The cells (5 × 105 per well) were seeded in six-well plates. When the cells reached 100% confluence, the cells were scratched using a yellow tip and washed twice to remove non-adherent cells. The cells were allowed to migrate into the scratched area for 24 h, and observed under the microscope.

Cell cycle analysis

The cells (1 × 105 per well) were seeded in 12-well plates. After culture overnight, the cells were treated with various doses of LL1. After 24 h, the cells were collected and fixed with 75% alcohol.
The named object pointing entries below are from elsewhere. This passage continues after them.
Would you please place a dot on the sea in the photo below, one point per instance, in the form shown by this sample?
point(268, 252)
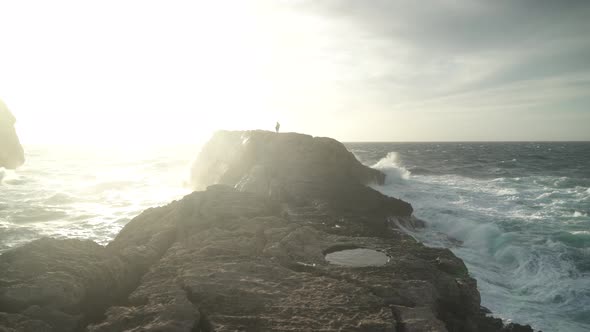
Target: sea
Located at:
point(516, 213)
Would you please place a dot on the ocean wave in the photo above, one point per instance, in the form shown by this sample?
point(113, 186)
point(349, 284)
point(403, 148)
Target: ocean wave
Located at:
point(392, 169)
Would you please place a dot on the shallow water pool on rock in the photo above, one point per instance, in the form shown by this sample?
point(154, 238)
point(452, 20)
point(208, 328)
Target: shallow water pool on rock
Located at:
point(357, 257)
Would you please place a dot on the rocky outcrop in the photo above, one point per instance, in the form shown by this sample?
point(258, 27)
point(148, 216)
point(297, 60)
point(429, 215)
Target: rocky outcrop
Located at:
point(11, 151)
point(231, 259)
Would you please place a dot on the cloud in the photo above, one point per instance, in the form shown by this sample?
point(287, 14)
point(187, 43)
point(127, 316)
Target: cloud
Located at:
point(412, 51)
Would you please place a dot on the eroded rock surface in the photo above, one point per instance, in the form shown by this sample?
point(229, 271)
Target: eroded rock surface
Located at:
point(242, 258)
point(11, 151)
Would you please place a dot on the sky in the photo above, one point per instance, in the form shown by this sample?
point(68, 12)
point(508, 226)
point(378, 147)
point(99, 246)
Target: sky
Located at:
point(149, 72)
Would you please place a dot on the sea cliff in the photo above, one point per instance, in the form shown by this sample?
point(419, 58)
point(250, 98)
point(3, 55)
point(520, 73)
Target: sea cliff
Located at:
point(247, 252)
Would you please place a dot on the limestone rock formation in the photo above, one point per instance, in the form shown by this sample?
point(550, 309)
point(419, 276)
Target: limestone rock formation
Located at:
point(233, 258)
point(11, 151)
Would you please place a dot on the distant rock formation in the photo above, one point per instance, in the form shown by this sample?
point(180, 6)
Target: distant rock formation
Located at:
point(11, 151)
point(249, 255)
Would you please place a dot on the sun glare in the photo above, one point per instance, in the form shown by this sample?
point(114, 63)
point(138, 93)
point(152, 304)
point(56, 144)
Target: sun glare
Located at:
point(146, 74)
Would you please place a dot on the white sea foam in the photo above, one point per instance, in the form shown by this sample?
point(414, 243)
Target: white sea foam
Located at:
point(390, 166)
point(503, 224)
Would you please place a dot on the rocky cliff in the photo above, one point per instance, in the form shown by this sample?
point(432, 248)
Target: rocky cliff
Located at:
point(249, 254)
point(11, 151)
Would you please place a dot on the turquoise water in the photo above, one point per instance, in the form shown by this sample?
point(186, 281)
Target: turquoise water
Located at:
point(516, 213)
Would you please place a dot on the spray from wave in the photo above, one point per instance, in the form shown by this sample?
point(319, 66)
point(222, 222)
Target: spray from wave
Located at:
point(392, 169)
point(508, 230)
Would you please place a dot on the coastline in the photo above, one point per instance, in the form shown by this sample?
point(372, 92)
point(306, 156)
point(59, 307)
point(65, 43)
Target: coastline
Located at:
point(180, 266)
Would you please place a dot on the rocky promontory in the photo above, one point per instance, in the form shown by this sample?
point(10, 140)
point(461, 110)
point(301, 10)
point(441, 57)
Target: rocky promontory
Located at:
point(248, 252)
point(11, 151)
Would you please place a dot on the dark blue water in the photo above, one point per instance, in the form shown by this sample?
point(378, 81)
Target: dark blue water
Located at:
point(516, 213)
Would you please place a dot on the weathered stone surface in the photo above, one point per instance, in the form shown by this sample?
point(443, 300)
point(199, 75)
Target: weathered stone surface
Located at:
point(11, 151)
point(243, 257)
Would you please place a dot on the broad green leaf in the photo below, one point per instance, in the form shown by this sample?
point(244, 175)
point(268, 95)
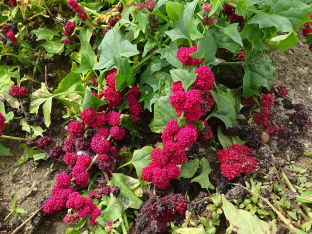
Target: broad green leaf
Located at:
point(224, 109)
point(142, 18)
point(207, 48)
point(53, 47)
point(124, 77)
point(286, 15)
point(163, 112)
point(181, 75)
point(225, 141)
point(284, 42)
point(141, 158)
point(91, 101)
point(127, 122)
point(243, 220)
point(119, 181)
point(170, 54)
point(257, 75)
point(44, 33)
point(174, 10)
point(5, 151)
point(189, 169)
point(186, 26)
point(27, 154)
point(112, 212)
point(114, 43)
point(47, 107)
point(203, 178)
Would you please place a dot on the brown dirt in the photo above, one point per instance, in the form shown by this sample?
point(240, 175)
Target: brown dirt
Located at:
point(292, 71)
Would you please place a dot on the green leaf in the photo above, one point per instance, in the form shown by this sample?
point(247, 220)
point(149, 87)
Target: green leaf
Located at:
point(181, 75)
point(207, 48)
point(91, 101)
point(27, 154)
point(284, 42)
point(174, 10)
point(114, 43)
point(72, 231)
point(256, 75)
point(53, 47)
point(119, 181)
point(47, 107)
point(286, 16)
point(124, 77)
point(243, 220)
point(112, 212)
point(186, 27)
point(163, 112)
point(189, 169)
point(225, 141)
point(44, 33)
point(141, 158)
point(142, 18)
point(4, 151)
point(203, 178)
point(225, 109)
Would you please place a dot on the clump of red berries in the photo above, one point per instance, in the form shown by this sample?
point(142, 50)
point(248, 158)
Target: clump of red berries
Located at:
point(237, 160)
point(18, 92)
point(2, 124)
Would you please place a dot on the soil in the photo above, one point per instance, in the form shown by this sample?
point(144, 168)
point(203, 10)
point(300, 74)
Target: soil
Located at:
point(292, 71)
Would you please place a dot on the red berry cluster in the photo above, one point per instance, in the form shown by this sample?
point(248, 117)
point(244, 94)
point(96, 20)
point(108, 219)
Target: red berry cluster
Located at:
point(237, 160)
point(149, 5)
point(68, 31)
point(241, 55)
point(18, 92)
point(83, 206)
point(163, 167)
point(234, 18)
point(43, 142)
point(157, 211)
point(183, 55)
point(12, 3)
point(2, 123)
point(73, 4)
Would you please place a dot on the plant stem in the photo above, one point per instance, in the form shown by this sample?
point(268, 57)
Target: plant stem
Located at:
point(13, 138)
point(89, 10)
DNA was labeled with PI/RNAse staining buffer (Beyotime Biotechnology, China) for 20 min in the dark at 4 °C. The cell cycle was measured by MACSQuant X after PI dying with PI/RNase staining buffer (BD Bioscience, USA).

Quantitative RT-PCR

Total mRNA was isolated from cells using TRIzol (Invitrogen, USA) and cDNA was synthesized using HiScript Q RT SuperMix for qPCR (Vazyme Biotech, China). Quantitative RT-PCR (qRT-PCR) analysis was performed using SYBR green on an iCycler mounted with an iQ5 Multicolor Real-Time PCR Detection System (Bio-Rad, USA). The relative gene expression level between treatments was calculated using the following equation: relative gene expression = 2−(ΔCtsample−ΔCtcontrol).

Sequences

ZEB1 (F): 5′-GCCAATAAGCAAACGATTCTG-3′

ZEB1 (R): 5′-TTTGGCTGGATCACTTTCAAG-3′

Bcl-2 (F): 5′-GGTGGGGTCATGTGTGTGG-3′

Bcl-2 (R): 5′-CGGTTCAGGTACTCAGTCATCC-3′

C-MYC (F): 5′-CTCGAATTCCTTCCAGATATCCTCGCTG-3′

C-MYC (R): 5′-CACTGCGCGCTGCGCCAGGTTT-3′

Survivin (F): 5′-AGGACCACCGCATCTCTACAT-3′

Survivin (R): 5′-AAGTCTGGCTCGTTCTCAGTG-3′

E-cadherin (F): 5′-GACGCGGACGATGATGTGAAC-3′

E-cadherin (R): 5′-TTGTACGTGGTGGGATTGAAG-3′

β-Actin (F): 5′-AGCGAGCATCCCCCAAAGTT-3′

β-Actin (R): 5′-GGGCACGAAGGCTCATCATT-3′.

Statistical analysis

All data are expressed as mean values ± standard error of the mean (SEM). Mean values in xenograft studies were compared by one way analysis of variance (ANOVA) to determine the significance, *p < 0.05, **p < 0.01.